Hedgy
02/10/07
I found a hedghog while out walking the dogs almost 2 weeks ago. The hedgehog was on the road in bright daylight and was walking unsteadily like her legs were weak and wobbly. Her right eye was crusted over and she sounded snuffly so I took Hedgy with me and took her to the vets.
She was started on antibiotics and I wormed her in case she had lungworm. I thought we would keep her 2 weeks or so and then put her back out before it gets cold. But as soon as her eye was better, she started coughing badly, sounded like a machine gun. I recorded the cough and Michaela thought it might be lungworm. By the time the respiratory infection and cough stopped, the right eye was bad again. As soon as I stopped cleaning it or stopped antibiotics, it got crusty again. And then it was too cold to put her back out so she stayed the winter. Not that she minded as she loved sleeping on the rug under the radiator, all stretched out.
Update 19/04/08
Hedgy is getting quite tame, knows when it's feeding time, comes when I call her- how on earth am I supposed to release her??? I haven't been put on earth to take in wild animals and release them again... I might get in touch with a bigger hedgehog rescue as to where to release her. Badgers are (the only?) animals that can kill a hedgehog and I found Hedgy near a badger set so don't want to release her here.
Update 17/07/08
Then I finally took Hedgy to the vets (03/07/08) to have her chronically infected right eye checked under anaesthetic. Michaela said the eye is set further back in the head than the left eye and this makes it vulnerable to infections. I'd seen that the eye looked different and wasn't “bulging” like the healthy left eye. Michaela said she'll just need an antibiotic eye ointment from time to time. So it looks like she's non-releasable so I'll have to find her a hedgehog rescue. I have no idea whether hedgehogs are social animals or not and what she makes of her different life here, whether she's happy. But Michaela had a lot of fun with her. First she was too big (fat) to fit in the gas “chamber”. But they eventually managed. Then Hedgy did a big yawn as she was falling asleep from the gas which was apparently very cute and funny. Her lungs and heart sounded good and I'd asked Michaela to cut her claws and sex her. I'd been calling Hedgy a “him” but Michaela thinks it's a “she”.
Update 05/01/09
Obviously Hedgy is still with us. She lives free in the living room with the dogs, cats and skunks (at first she was caged at night). Has her own bed but will also sleep in the skunk bed- with or without them.
Over spring/ summer/ autumn 2008, she spent a few hours every night outside. Once the last ferrets came in, I let her out and she ran in the garden with dogs, cats, skunks and ferret Bobby when he was still alive. I actually thought I could leave her out all night but when all the others came in, she didn't want to be left out by herself and would climb onto the step by the back door and scratch at the cat flap, she was actually trying sooo hard to climb up and through it... So she spends nights indoors and runs around the downstairs...

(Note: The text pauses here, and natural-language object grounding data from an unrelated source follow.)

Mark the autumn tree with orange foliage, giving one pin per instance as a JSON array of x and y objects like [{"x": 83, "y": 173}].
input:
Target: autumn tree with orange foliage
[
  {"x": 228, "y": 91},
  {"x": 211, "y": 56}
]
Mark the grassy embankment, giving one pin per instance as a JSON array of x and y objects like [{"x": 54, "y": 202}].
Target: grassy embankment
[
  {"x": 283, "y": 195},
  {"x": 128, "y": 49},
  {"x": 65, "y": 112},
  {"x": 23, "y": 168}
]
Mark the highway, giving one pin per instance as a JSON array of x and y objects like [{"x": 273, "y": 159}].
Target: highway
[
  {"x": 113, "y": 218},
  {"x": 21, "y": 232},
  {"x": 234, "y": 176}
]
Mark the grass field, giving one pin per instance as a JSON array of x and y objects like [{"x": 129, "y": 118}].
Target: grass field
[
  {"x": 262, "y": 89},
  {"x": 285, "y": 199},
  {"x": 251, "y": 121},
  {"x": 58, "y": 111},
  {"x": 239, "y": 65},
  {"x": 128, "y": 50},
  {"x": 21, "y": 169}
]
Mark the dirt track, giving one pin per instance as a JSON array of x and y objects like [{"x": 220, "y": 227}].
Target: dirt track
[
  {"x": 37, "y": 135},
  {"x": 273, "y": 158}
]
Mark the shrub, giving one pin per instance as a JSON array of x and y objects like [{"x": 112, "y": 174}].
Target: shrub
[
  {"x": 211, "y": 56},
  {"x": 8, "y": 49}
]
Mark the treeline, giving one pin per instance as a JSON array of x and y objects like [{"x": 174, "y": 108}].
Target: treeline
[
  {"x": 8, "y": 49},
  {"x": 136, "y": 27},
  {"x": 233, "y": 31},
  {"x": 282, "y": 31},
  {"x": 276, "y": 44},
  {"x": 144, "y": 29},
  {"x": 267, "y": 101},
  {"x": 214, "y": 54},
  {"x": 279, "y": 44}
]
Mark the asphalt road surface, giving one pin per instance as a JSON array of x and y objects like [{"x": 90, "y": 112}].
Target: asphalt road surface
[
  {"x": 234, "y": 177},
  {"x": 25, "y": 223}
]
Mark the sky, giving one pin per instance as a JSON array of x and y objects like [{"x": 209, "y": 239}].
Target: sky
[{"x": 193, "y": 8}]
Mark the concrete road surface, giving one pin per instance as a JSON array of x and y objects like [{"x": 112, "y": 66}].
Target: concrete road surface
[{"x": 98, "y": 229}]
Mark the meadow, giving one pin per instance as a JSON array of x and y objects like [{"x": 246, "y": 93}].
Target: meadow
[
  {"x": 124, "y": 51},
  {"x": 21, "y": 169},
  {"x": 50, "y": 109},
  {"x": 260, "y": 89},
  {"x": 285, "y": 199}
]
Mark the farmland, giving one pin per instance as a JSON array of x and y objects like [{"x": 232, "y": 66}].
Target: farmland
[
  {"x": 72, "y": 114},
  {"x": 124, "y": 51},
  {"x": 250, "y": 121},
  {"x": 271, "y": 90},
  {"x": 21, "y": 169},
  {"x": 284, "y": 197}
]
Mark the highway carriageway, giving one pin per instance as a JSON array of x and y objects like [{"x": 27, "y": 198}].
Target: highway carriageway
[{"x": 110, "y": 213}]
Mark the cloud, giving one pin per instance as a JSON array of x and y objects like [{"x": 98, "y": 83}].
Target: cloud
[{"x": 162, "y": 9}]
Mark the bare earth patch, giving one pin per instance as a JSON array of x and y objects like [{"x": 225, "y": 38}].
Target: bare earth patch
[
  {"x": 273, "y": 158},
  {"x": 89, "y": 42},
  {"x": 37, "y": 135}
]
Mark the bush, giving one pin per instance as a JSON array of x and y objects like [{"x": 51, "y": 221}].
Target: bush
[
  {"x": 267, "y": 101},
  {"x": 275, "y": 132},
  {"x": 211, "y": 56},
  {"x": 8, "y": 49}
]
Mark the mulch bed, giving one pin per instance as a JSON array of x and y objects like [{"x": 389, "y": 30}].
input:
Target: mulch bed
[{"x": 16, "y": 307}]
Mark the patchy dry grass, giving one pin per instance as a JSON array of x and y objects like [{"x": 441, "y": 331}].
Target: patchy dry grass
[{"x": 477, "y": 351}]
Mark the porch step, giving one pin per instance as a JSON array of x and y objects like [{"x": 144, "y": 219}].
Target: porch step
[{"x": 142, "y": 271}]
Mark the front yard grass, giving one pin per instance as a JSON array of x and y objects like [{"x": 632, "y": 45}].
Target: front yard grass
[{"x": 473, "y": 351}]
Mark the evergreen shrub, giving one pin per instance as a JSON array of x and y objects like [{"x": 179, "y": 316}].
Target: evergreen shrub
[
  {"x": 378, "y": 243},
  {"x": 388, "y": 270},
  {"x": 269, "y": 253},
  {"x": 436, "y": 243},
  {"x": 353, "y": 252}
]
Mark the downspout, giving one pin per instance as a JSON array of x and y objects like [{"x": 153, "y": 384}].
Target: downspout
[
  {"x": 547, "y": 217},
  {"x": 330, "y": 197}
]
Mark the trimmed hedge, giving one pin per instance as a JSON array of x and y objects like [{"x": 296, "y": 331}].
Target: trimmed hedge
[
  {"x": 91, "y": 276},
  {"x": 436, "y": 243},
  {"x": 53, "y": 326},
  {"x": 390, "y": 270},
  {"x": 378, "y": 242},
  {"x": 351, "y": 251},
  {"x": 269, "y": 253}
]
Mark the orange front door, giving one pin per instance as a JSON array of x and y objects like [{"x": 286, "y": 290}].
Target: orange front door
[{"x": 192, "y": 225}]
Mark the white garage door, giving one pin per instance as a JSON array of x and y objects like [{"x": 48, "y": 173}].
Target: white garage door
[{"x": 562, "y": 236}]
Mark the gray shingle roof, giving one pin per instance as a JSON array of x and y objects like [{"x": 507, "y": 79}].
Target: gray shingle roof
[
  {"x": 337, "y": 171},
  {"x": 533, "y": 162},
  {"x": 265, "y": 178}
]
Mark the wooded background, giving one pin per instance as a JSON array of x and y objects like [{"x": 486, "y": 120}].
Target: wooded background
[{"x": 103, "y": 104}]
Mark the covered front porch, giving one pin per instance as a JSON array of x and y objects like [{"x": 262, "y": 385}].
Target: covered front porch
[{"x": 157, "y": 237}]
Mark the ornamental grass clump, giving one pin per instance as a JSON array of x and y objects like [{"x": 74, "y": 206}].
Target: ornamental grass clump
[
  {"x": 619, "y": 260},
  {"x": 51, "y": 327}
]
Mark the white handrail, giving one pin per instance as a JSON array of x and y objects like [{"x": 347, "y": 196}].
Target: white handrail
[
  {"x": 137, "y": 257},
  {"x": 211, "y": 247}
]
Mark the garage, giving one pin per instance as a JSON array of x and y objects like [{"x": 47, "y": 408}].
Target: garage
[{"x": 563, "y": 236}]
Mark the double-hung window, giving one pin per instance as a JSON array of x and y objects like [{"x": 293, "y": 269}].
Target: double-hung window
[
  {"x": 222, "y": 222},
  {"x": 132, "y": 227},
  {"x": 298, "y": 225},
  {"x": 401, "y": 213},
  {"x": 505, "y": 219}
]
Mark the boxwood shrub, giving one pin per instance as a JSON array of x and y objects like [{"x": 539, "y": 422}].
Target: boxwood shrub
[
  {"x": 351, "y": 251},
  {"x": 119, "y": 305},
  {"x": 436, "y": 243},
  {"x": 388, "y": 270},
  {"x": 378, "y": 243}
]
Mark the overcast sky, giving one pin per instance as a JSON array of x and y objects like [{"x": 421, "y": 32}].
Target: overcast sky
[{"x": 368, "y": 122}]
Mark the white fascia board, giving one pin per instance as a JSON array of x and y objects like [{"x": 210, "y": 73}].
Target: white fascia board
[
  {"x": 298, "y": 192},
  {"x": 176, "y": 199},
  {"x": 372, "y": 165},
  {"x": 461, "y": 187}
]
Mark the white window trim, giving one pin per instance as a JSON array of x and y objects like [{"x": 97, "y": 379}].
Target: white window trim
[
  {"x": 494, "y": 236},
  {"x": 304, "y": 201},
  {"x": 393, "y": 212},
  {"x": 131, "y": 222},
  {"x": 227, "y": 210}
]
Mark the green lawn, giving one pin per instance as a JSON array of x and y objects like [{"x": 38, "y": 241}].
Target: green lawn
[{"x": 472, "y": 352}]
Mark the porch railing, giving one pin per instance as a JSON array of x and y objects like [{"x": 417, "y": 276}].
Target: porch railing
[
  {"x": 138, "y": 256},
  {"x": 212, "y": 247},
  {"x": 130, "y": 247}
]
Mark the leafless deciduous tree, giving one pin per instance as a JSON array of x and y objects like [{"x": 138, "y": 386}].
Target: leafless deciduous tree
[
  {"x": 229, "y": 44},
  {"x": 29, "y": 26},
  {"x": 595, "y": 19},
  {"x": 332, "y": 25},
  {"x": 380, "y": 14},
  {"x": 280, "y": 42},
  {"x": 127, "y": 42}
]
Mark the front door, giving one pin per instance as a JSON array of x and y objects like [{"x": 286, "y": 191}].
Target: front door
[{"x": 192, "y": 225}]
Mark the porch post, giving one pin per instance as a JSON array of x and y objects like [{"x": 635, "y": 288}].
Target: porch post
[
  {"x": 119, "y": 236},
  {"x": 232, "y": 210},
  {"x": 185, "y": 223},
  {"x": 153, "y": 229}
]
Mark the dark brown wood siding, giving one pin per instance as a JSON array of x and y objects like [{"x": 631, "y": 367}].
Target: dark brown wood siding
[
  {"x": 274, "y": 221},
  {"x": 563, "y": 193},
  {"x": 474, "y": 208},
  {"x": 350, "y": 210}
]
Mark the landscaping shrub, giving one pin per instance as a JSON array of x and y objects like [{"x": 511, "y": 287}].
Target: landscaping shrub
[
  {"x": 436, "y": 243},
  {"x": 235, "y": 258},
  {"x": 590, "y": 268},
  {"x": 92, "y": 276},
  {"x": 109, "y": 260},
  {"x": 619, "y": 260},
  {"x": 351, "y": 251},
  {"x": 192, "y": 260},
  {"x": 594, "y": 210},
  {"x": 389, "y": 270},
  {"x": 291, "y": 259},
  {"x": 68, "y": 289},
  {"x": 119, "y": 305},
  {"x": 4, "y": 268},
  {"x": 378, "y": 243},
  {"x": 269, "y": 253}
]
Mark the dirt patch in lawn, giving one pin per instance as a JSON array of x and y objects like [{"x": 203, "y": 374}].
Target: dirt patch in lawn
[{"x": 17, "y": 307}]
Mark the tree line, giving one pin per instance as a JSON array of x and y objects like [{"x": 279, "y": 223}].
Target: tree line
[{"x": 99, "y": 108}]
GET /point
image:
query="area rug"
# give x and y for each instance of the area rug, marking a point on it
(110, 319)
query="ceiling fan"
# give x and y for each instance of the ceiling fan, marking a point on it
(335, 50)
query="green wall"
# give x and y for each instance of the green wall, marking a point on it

One "funny" story... When we first had Hedgy, I let her run in the garden one afternoon. Blossom skunk came out and next thing she jumped onto Hedgy with both front feet. Like she thought Hedgy was prey. Needless to say she did this once and never again...
Oh, and she is pretty much toilet trained. I put her onto a toilet after feeding and she usually goes. But she also often goes during the night and often goes to one of the skunk or ferret toilets.